Parece inacreditável, mas, passadas quase três semanas do tal "beijo gay" protagonizado por Teresa e Estela, personagens de Fernanda Montenegro e de Nathalia Timberg no primeiro capítulo da novela Babilônia, ainda há os que não se conformam com o feito. Com uma duraçãozinha de nada, a cena resultou em gente escandalizada e indignada, que anda liderando boicotes contra a novela.
É o caso da Frente Parlamentar Mista Permanente em Defesa da Família Brasileira, órgão da Câmara Federal e que é presidido pelo senador Magno Malta (PR-ES). Malta acusa a novela de fazer "apologia do mal" e de "pretender destruir famílias" - como se um beijo entre duas octogenárias fosse desmantelar a moral e os bons costumes.
Claro que Malta, a bancada evangélica e toda a grande parcela da população de moral mais conservadora tem toda a liberdade de não gostar dessa cena ou de qualquer outra. É deles o direito sagrado de desligar a televisão, mudar de canal, até de comandar boicotes. O que se torna exagerado é essa quase obsessão em tutelar os telespectadores, como se o público fosse constituído por um bando de débeis mentais que não sabem ao que deve assistir (aliás, Malta encarna - mais - uma espécie de moral de cuecas, envolvido que esteve no Escândalo das Sanguessugas, aquele da compra de ambulâncias).
Com a pegada cada vez mais realista, às vezes hiper-realista, das telenovelas, o aproveitamento de temas corriqueiros na vida brasileira (favelas, criminalidade, corrupção, tráfico de drogas) tornou-se mandatório. Que surja, então, um casal de lésbicas em nada deveria surpreender - porque há, e sempre houve, grande quantidade de casais assim conformados.

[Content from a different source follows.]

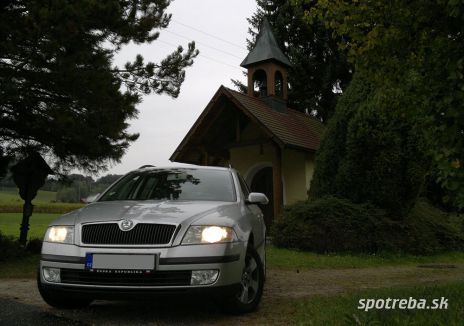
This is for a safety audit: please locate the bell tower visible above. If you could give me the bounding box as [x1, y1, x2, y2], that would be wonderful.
[240, 17, 291, 111]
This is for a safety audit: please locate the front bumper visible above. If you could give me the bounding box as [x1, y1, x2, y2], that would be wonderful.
[39, 242, 246, 298]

Uma última consideração. Para compor a trama, os autores Gilberto Braga, Ricardo Linhares e João Ximenes Braga "precisam" de Teresa e Estela e da difícil vida pregressa de ambas numa sociedade - justamente - preconceituosa. Logo saberemos, por exemplo, que o filho de Teresa saiu do Brasil com vergonha da mãe lésbica.
Em resumo: a homossexualidade é elemento narrativo necessário e que não pode ser banido em nome de uma moral que não se sustenta em sua própria base.